Hannon othonna@gmail.com
Mon, 01 Dec 2008 20:00:25 PST

The commonly seen plant you describe is Boussingaultia baselloides, a
vigorous vine with an irregular tuberous rootstock. Ullucus tuberosus
is a different plant in the same family Basellaceae and is a root crop
in the Andes (like oca and potato). Also in this family is Basella
itself and a few others. I've never seen Ullucus but it seems like it
would make a good addition to any eclectic collection of geophytes or
root crops. I believe the tubers can grow large and the foliage is
also attractive.
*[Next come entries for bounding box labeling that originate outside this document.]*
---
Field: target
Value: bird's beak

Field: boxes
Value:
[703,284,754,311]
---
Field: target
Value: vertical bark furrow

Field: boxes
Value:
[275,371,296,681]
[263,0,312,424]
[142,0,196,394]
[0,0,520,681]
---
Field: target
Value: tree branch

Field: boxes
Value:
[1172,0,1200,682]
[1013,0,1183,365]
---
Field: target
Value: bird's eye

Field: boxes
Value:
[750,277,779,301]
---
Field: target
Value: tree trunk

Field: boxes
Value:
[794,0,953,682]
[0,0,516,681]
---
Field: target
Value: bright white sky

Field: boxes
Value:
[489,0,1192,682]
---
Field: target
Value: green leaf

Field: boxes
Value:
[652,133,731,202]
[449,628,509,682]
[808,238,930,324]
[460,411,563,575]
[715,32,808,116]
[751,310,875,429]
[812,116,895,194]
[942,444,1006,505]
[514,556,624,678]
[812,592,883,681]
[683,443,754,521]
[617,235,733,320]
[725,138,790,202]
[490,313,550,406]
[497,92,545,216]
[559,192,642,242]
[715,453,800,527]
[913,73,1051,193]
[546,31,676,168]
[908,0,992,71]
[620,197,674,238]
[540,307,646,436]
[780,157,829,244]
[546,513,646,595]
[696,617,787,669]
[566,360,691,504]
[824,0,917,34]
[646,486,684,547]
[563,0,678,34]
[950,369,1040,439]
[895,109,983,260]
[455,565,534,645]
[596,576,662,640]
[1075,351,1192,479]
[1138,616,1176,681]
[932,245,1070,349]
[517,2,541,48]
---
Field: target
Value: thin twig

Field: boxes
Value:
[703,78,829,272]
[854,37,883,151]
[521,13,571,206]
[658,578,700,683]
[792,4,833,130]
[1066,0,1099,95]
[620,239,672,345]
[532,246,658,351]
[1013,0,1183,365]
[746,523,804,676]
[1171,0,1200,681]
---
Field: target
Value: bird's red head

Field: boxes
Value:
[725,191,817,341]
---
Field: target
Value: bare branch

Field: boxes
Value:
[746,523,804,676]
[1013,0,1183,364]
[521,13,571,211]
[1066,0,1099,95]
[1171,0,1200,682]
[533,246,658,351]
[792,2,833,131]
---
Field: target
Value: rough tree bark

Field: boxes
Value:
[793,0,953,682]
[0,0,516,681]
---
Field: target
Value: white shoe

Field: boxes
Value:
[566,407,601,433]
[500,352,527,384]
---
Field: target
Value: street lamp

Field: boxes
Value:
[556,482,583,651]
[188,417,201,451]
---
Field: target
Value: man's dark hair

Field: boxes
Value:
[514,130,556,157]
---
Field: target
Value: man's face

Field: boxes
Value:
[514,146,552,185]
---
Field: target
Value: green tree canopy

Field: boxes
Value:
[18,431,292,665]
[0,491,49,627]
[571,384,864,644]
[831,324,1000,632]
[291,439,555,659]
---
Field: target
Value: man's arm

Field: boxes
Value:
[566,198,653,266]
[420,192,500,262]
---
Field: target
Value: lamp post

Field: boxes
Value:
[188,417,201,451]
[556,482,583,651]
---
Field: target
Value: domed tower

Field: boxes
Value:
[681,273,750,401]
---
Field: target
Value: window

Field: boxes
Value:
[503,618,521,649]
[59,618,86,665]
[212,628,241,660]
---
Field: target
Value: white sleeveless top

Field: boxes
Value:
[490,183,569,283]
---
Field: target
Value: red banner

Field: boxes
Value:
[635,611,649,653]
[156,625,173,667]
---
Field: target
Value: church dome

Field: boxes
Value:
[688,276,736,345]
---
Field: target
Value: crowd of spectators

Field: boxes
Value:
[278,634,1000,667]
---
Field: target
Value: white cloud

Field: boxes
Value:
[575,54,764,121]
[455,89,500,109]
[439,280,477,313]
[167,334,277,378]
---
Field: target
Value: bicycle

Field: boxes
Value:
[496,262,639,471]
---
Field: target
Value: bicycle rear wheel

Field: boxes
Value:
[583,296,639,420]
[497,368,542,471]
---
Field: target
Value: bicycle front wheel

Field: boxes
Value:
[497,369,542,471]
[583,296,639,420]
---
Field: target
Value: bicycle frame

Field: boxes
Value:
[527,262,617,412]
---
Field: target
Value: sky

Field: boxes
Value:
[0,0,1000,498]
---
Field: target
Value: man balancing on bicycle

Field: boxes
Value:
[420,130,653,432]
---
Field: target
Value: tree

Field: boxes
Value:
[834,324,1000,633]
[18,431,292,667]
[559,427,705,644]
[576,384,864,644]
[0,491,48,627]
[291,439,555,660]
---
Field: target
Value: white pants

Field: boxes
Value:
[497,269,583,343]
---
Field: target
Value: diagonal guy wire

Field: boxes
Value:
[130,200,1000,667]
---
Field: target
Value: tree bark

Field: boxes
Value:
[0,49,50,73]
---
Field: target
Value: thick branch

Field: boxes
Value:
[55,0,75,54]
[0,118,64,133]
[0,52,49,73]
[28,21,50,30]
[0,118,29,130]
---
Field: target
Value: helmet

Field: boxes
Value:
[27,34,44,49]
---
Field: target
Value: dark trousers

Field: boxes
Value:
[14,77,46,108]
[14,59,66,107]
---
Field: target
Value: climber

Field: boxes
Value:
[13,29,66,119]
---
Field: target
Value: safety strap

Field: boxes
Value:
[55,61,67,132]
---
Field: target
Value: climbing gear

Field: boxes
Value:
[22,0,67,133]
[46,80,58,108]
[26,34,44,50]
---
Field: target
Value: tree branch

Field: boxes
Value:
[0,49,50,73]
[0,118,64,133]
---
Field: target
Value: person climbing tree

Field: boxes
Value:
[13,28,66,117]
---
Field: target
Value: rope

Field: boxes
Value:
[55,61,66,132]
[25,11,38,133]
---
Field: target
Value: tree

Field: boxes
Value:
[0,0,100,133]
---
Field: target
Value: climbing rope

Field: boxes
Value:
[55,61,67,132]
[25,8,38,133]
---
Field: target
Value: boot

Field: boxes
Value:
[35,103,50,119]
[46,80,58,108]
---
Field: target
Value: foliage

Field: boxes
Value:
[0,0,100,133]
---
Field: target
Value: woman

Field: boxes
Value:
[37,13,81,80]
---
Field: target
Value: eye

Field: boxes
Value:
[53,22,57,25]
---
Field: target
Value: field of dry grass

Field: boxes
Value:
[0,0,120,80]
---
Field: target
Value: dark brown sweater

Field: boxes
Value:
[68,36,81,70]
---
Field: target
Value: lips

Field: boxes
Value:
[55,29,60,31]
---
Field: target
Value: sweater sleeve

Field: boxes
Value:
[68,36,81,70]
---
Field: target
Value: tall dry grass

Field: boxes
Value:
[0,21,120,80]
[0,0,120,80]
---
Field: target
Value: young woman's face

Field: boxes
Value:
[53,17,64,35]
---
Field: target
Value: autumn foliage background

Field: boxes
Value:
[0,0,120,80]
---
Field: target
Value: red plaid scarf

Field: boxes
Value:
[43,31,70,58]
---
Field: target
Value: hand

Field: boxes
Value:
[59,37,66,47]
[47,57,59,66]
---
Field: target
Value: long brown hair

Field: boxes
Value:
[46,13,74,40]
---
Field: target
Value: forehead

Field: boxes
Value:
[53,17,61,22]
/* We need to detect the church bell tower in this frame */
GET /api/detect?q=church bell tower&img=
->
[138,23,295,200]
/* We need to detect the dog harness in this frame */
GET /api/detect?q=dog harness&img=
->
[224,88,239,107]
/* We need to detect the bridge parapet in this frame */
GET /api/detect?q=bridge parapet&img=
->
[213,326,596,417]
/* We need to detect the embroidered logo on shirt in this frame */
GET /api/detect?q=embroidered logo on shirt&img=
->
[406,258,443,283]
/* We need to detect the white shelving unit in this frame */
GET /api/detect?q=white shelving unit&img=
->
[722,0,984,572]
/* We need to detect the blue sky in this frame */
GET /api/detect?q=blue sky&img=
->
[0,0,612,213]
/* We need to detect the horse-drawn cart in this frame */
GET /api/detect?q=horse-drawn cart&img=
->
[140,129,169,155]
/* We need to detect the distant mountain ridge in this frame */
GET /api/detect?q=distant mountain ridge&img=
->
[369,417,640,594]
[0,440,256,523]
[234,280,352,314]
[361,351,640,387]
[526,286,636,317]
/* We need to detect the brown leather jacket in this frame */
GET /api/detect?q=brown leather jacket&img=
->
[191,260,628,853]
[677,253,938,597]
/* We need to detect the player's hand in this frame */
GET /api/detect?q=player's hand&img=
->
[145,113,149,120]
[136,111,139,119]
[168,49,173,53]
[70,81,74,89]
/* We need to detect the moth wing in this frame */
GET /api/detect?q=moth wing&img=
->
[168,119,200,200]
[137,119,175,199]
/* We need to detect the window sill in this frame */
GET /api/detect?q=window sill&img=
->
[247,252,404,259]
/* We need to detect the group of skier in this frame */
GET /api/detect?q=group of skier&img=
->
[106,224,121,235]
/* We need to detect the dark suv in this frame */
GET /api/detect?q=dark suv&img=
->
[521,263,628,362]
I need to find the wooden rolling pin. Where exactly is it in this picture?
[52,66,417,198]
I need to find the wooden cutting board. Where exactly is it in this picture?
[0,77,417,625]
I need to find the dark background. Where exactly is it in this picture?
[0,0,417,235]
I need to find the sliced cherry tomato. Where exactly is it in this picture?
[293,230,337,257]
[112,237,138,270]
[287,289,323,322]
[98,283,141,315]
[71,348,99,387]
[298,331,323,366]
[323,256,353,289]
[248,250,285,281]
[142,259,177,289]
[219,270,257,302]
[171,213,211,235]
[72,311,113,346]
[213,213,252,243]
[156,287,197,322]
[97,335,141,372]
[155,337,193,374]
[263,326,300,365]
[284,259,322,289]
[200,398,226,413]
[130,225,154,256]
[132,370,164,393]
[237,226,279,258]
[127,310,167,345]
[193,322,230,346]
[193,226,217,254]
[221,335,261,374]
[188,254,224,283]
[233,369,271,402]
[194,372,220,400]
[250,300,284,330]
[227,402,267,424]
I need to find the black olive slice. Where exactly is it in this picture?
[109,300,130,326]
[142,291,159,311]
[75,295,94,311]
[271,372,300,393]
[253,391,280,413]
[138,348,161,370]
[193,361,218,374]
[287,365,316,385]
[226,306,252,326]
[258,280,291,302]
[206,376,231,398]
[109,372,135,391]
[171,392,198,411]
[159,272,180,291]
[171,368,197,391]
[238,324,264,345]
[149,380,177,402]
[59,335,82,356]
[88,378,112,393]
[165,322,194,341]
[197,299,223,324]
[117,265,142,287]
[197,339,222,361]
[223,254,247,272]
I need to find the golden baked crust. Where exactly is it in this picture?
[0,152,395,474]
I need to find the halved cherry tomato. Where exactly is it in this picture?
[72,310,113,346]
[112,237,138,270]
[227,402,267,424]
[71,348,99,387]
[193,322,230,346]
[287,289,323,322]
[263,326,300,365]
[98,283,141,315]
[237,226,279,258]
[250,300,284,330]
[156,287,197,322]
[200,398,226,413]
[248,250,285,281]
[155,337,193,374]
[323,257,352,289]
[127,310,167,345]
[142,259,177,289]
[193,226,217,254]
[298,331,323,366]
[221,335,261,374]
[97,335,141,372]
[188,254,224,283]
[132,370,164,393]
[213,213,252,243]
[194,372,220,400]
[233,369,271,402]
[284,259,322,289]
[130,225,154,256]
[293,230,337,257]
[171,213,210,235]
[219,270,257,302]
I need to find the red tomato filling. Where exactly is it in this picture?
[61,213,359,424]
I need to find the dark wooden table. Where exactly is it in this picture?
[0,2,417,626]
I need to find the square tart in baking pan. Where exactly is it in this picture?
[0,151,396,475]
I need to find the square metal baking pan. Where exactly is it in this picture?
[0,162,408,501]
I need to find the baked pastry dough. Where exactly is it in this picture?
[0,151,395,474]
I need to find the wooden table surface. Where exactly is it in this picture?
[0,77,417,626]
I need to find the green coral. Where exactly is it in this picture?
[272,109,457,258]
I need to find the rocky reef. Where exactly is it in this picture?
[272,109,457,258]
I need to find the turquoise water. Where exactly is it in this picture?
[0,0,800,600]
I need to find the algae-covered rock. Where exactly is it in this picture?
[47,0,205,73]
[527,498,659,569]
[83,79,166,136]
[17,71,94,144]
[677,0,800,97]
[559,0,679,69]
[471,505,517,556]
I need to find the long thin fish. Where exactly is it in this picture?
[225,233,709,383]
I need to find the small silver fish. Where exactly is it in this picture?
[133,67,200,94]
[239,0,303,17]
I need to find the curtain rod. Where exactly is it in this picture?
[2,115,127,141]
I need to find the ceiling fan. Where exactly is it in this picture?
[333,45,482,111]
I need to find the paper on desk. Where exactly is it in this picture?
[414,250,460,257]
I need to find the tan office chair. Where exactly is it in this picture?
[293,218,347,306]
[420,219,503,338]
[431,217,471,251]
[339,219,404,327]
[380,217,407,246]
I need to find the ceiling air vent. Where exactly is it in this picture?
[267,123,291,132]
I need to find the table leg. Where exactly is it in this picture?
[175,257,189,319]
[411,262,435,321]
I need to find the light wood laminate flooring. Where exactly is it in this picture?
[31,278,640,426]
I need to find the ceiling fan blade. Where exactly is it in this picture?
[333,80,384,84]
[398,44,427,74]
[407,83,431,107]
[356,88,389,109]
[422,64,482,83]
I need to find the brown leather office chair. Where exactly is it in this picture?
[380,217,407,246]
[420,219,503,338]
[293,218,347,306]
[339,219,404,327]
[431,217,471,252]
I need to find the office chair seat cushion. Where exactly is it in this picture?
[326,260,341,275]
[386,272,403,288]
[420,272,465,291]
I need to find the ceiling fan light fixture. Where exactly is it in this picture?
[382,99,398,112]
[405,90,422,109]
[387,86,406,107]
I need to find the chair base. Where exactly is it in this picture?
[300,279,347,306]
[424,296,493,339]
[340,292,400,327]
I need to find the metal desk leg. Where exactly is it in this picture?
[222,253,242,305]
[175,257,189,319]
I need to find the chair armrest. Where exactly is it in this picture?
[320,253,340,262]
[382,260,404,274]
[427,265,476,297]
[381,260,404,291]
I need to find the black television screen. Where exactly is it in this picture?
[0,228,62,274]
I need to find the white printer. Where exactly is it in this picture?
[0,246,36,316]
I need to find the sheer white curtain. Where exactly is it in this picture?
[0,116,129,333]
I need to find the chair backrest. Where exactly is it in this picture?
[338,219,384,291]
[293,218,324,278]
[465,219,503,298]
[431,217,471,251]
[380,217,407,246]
Time for a new introduction!

Dylan Hannon

Dylan Hannon Rare Bulbs

On 01/12/2008, Uli Urban <johannes-ulrich-urban@t-online.de> wrote:
> Dear James and Dear All,
>  Further to your question about Ullucus tuberosus, I think Ullucus is the
>  old name for Basella not in use anymore. Basella is a South American
>  tuberous climbing plant with thick succulent leaves and an enourmous
>  growth rate. It forms clumps of elongated tubers and on the aerial
>  climbing stems it also forms small aerial bulbils. It is frost tender so
>  makes an excellent screening plant without the risk of becoming a weed
>  in cold winter climates but in warm winter climates it can take over
>  large areas.
>  It is always found near human settlements in frost free climates like
>  the Canary Islands and from theres I once brought some bulbils. It
>  flowers with rather insignificant whitish flowers with a certain
>  fragrance but nothing spectacular. I have never tried to boil and eat
>  the tubers but I know it is a vegetable. I am sorry but I cannot help
>  out with propagation material as I stopped growing it because it grows
>  so fast and entwines with all its neighbours but it is in the commerce
>  under the current name of Basella.